I read the question carefully:

Question: From which line java compiler starts checking the coding lines

In what order java compiler checks the lines of the program. whether starting from the first line ? or starting from the main method?

It's not a particularly interesting question, it's pretty fundamental, and it's not extremely well-written, but it is well-defined and has a simple answer. And it has been up-voted once already.

The answer which I must audit reads:

compiler will start from the first line.

answered Aug 20 at 12:41 M.Prabhu

So, not the greatest answer I've ever seen on stackoverflow, not full of explanation of why it does this, or compare / contrast with other languages, or code examples to easily verify this, or reference to some standard or some such.

But it directly answers the question, correctly, and it is comparable to the question at least in depth and quality.

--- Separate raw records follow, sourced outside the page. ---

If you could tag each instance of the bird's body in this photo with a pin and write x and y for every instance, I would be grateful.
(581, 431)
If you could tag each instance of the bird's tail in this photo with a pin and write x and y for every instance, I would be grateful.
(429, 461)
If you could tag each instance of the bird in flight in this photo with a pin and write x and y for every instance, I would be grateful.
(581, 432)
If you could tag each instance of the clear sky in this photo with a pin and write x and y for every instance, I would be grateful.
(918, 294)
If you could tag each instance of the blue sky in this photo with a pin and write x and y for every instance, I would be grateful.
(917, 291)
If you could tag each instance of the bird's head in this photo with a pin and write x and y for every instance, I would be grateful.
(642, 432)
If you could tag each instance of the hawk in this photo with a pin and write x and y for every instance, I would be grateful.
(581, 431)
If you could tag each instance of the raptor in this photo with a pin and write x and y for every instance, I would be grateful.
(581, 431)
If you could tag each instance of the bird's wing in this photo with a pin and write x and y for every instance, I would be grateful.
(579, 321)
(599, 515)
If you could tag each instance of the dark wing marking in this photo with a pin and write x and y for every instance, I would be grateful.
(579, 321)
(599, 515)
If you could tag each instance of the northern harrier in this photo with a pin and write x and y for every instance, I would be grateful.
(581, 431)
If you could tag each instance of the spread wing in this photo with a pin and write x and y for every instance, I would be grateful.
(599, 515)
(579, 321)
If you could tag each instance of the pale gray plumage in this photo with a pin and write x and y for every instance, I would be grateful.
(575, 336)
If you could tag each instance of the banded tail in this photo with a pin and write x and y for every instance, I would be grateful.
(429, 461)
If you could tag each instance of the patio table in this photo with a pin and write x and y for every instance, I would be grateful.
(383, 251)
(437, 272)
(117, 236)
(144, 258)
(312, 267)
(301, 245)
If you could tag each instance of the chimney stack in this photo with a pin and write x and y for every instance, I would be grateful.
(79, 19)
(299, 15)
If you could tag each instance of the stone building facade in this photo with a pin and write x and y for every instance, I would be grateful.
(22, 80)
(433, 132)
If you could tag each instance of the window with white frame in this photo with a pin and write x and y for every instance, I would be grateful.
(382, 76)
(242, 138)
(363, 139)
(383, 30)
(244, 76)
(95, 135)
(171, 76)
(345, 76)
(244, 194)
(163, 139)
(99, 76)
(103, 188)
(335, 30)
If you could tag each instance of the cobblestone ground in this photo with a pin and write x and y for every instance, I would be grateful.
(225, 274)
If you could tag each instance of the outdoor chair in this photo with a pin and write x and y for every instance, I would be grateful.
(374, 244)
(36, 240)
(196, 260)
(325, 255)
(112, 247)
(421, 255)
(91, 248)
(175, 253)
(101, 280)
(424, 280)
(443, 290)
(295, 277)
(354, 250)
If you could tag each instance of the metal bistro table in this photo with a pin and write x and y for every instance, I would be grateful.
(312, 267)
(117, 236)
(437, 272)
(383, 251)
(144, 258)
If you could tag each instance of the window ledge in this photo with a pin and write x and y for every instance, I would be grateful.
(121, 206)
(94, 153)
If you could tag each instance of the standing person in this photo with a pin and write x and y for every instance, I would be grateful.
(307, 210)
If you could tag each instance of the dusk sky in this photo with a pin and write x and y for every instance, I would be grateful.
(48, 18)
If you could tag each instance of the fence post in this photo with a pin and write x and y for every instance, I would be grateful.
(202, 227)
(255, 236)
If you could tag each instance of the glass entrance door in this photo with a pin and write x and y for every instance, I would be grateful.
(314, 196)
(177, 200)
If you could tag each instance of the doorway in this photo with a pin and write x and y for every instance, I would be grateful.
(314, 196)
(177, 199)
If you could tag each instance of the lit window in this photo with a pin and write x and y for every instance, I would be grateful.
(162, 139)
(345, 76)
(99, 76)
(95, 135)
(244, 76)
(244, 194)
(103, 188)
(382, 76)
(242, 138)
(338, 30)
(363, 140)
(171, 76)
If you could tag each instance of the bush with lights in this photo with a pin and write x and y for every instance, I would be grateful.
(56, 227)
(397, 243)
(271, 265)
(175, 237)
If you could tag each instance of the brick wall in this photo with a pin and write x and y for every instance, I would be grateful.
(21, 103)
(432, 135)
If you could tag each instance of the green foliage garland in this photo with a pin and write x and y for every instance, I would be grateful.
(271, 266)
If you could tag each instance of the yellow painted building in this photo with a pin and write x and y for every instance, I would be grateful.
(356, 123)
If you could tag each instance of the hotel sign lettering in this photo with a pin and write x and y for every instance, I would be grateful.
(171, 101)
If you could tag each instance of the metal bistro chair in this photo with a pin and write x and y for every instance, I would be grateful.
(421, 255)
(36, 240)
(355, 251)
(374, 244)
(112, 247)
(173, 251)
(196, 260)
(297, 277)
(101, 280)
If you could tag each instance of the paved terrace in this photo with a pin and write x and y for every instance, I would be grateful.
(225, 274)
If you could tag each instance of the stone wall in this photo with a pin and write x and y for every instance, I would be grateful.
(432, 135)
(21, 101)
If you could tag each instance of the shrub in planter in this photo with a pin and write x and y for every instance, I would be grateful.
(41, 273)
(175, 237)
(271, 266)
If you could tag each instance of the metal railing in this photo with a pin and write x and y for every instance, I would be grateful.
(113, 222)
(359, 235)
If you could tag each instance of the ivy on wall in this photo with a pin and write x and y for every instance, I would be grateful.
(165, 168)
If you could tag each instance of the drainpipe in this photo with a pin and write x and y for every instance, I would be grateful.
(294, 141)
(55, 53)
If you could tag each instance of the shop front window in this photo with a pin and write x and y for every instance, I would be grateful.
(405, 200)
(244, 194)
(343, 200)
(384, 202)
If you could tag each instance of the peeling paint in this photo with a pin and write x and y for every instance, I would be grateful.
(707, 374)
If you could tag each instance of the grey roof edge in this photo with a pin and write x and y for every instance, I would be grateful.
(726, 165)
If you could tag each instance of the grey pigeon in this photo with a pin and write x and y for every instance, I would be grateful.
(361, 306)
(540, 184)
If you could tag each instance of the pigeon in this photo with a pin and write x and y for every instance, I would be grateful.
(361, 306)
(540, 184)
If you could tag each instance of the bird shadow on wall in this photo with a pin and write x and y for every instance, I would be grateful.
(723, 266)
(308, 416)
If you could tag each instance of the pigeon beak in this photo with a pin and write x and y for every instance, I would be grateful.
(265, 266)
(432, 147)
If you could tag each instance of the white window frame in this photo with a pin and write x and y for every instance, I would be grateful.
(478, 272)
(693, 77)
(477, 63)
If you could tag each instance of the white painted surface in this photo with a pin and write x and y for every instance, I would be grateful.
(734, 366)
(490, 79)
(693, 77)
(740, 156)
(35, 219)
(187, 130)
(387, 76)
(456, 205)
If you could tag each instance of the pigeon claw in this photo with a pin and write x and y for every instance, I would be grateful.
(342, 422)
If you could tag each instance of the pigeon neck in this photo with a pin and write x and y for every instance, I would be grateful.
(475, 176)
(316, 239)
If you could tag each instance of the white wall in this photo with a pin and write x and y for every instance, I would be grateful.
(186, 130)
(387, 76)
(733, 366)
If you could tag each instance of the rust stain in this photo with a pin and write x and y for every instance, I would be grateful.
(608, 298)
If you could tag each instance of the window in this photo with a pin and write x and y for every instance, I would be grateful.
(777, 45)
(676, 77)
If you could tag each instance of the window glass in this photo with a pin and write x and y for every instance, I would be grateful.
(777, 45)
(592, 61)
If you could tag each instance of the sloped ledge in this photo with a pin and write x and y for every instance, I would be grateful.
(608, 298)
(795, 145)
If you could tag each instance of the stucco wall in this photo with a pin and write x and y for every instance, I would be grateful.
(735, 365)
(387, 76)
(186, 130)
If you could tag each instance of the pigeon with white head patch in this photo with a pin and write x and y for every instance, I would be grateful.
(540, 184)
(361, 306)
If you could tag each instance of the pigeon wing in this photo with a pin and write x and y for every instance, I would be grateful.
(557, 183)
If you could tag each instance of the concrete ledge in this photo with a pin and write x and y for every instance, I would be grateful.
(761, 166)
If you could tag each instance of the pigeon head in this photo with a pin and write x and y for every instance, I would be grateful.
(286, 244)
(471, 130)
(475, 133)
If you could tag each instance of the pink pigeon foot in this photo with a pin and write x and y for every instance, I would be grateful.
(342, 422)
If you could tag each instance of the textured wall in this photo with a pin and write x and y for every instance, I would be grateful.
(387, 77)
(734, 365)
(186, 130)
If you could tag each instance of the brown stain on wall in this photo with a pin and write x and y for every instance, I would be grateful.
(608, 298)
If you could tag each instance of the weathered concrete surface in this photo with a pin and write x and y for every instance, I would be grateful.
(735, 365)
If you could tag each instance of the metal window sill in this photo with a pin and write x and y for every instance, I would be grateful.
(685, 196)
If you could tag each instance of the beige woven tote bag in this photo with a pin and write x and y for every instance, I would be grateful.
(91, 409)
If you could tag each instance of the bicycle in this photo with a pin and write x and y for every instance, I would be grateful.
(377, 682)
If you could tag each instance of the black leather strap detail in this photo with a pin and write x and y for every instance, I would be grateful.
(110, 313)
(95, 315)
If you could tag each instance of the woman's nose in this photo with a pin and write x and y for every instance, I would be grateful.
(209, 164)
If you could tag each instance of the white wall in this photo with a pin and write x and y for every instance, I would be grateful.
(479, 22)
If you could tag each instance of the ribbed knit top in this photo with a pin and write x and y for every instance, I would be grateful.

I clicked to upvote this answer. Instead, I am told that I failed the audit, and shown that it has been down-voted (and ultimately deleted).

Another reviewer has commented:

This does not provide an answer to the question. To critique or request clarification from an author, leave a comment below their post - you can always comment on your own posts, and once you have sufficient reputation you will be able to comment on any post. – Sufian Aug 20 at 13:18

This simply isn't true, the answer does provide an answer to the question.

I think this wasn't an appropriate audit question, it was far from clear-cut how it should have been handled. It seems like possibly the most appropriate answer to the question, maybe with a little better formatting / grammar.


The answer was flagged as VLQ which pushed it into the LQP queue where it gathered sufficient (recommend) delete votes to be removed which made the post a potential audit candidate where any positive action (eg: upvoting it) would be deemed a failure.

I wouldn't have upvoted it (but can see why) and I wouldn't have voted to delete it in the other review either (but can see why). This is one of those obscure cases where difference of opinion in reviewing across queues has ended up - umm, shall we say, not exactly desirable?

Anyway, moving forward, this should no longer be an issue, and any consequences of failing the audit have been reversed.